喜剧是类型杂糅中最受欢迎的元素,各类电影题材都尝试融入喜剧元素。《误杀2》具有强烈的现实主义风格,对社会矛盾有较强的批判反思性,加之延续前作的灰暗色调,必然会使观众观影时产生压抑感。《误杀2》的监制陈思诚是“唐人街探案”系列喜剧悬疑电影的导演,从《唐人街探案3》的导演转型为《误杀》的监制,他证明了自己在类型电影上的驾驭能力及市场判断力,更清楚如何通过喜剧和悬疑的巧妙融合调动观众的情绪,他的加盟最大限度地激发了电影的商业特性。在一代代电影人的开拓下,兼具商业性和娱乐性的电影呈现出多种类型相交融的态势。喜剧元素的加入,最大限度提升了《误杀2》的商业价值,满足大众观影的消费需求。
《误杀2》将现实生活进行了喜剧化诠释,以在压抑的氛围下制造“笑果”触动观众的神经。影片开头,林日朗在挟持医院的过程中被医院的保安盯上,结果这名保安只看了一眼,便接着玩手机里的游戏,体现了保安的不称职。影片中三位甲方在对林日朗编写的剧本进行点评时,无论在人物设置、角色对白甚至镜头切换方面都可以看出英国讽刺喜剧短片《试镜》的相关元素。《试镜》以选新片女主角为由头,以三位面试官夸张的表达及动作,一窥女演员在试镜过程中遭遇的差别对待。《误杀2》正是以这种极富讽刺的黑色幽默嘲讽荒谬、丑恶的社会现象。被劫持的其中一名男子准备杀害达马医生时,误以为一男子把女朋友打伤,结果男人一句“女人打男人你管不管”,才发现是女朋友“家暴”男朋友。这类事情搬上银幕进行艺术化处理后,制造出荒诞的喜剧效果,达到夸张和现实的统一。
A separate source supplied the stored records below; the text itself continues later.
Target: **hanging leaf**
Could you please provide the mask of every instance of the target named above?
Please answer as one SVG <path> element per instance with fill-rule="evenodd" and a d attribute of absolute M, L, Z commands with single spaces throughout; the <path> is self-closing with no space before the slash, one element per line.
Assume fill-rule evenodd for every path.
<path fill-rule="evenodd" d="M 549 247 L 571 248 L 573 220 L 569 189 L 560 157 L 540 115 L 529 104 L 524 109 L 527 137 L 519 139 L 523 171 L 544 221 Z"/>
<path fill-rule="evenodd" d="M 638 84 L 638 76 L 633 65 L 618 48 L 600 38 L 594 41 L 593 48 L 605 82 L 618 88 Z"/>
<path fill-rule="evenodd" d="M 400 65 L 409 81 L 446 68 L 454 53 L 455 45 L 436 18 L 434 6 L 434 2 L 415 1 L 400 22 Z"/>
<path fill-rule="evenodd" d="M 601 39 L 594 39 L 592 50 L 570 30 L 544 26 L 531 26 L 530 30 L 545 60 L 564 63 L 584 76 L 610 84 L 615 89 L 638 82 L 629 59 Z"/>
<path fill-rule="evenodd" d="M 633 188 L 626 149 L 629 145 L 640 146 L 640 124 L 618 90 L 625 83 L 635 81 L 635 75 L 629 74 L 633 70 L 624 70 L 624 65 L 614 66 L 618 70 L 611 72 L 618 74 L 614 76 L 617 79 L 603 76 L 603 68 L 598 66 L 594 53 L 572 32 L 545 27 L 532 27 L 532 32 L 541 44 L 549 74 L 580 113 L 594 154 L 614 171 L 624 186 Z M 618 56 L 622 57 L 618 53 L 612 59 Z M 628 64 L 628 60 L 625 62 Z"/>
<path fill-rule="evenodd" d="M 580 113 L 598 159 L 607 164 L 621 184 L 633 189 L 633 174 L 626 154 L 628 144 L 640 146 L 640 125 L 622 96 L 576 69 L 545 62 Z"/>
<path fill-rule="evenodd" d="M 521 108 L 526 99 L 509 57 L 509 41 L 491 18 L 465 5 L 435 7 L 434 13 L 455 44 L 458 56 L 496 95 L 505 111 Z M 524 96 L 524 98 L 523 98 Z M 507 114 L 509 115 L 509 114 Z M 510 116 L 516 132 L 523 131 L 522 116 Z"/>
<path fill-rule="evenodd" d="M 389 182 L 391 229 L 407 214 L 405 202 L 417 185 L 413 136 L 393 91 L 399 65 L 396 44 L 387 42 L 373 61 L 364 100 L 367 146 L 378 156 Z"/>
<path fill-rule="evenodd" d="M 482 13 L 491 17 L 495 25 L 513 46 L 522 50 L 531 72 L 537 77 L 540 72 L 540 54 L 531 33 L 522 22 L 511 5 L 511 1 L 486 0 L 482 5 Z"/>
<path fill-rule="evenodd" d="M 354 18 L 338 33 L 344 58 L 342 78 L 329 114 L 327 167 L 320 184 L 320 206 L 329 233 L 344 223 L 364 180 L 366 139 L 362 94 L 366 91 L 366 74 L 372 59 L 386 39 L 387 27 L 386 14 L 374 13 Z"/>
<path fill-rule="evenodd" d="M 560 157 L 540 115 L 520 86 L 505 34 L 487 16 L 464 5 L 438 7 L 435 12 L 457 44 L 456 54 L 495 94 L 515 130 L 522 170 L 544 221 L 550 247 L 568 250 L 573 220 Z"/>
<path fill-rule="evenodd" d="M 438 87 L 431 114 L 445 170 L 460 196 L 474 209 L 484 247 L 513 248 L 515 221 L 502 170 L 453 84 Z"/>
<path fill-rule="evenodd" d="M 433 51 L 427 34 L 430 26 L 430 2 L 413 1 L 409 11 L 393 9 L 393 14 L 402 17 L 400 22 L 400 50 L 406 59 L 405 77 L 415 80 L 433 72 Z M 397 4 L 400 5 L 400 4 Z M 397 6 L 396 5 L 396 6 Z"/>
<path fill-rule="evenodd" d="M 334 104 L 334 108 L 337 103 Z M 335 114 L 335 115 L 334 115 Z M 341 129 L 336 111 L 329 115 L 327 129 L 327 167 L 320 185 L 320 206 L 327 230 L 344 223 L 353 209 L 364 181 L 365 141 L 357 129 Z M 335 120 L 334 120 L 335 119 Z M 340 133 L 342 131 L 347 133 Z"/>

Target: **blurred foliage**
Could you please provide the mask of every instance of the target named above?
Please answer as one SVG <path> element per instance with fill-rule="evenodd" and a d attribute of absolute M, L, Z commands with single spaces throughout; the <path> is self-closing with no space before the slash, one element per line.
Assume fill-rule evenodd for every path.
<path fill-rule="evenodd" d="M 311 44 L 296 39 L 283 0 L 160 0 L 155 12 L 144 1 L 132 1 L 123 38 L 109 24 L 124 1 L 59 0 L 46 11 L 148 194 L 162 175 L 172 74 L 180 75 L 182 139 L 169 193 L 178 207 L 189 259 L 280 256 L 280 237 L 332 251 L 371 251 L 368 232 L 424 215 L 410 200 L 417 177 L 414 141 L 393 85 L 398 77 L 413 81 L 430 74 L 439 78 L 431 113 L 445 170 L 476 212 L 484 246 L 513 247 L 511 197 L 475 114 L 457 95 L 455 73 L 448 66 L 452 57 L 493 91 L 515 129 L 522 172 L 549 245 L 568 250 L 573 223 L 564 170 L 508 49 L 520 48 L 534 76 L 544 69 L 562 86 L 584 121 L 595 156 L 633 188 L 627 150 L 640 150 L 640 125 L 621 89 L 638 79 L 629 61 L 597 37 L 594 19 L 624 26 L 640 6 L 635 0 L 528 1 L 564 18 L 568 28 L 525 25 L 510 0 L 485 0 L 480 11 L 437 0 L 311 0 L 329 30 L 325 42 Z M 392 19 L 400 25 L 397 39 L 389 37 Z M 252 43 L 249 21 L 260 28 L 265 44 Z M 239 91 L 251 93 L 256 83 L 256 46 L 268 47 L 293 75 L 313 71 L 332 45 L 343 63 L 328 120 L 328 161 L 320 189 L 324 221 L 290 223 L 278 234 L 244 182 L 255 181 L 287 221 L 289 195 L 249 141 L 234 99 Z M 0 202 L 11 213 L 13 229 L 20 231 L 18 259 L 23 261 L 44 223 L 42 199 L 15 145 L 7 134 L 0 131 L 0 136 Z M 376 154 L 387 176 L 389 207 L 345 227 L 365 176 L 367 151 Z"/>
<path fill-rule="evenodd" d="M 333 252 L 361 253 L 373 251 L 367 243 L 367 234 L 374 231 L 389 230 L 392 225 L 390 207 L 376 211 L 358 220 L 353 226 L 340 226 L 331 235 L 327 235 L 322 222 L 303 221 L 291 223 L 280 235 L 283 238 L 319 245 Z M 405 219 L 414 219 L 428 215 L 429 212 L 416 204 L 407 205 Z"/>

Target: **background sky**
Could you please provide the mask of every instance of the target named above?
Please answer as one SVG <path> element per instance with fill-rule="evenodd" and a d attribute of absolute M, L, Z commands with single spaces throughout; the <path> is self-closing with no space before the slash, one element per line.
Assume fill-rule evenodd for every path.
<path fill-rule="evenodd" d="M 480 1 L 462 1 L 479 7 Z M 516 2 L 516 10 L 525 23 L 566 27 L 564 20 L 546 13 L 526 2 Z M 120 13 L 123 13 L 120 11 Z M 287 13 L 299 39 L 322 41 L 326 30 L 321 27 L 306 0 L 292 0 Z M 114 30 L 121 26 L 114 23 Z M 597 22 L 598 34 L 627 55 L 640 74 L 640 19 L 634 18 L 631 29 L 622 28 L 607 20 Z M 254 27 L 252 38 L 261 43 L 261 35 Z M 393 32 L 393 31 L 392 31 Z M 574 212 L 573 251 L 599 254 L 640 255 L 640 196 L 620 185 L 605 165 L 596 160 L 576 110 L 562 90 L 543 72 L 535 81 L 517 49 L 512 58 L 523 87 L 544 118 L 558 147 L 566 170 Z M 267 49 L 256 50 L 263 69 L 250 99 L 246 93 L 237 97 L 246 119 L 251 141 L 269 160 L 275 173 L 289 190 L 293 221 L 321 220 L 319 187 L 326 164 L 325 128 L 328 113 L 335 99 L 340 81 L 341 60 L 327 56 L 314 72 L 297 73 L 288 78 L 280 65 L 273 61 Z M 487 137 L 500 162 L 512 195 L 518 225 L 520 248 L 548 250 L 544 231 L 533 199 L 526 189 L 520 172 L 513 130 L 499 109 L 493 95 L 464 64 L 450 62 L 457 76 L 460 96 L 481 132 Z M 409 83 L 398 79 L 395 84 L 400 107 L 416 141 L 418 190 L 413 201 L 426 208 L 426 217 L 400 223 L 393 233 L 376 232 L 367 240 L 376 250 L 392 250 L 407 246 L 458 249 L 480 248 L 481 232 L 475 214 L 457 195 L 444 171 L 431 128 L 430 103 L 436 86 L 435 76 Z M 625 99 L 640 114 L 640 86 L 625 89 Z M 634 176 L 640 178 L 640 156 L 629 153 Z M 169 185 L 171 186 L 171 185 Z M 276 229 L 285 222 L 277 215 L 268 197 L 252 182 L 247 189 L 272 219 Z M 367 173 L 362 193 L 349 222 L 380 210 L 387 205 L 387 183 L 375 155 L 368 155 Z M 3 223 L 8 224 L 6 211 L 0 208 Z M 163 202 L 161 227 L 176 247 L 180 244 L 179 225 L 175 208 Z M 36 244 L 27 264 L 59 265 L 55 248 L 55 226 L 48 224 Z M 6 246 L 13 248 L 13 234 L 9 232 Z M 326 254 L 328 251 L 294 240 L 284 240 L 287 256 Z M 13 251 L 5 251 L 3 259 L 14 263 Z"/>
跨国翻拍是中国电影市场趋于成熟商业运作下的必然现象,电影的现象也成为观众热议的焦点。电影的跨文化改编难度并不低于原创一部影片,也需要一个从无到有逐步构建的过程,包含主题把握、剧情改编、角色设定、制作团队、宣传推广等多方面的本土化实践。拿到一个优质的海外剧本仅仅是开始,如何对影片进行本土文化的合理性转码,将故事融入时代和文化背景,承载中国观众所认同的价值体系和情感诉求,还需要电影创作者的不断探索。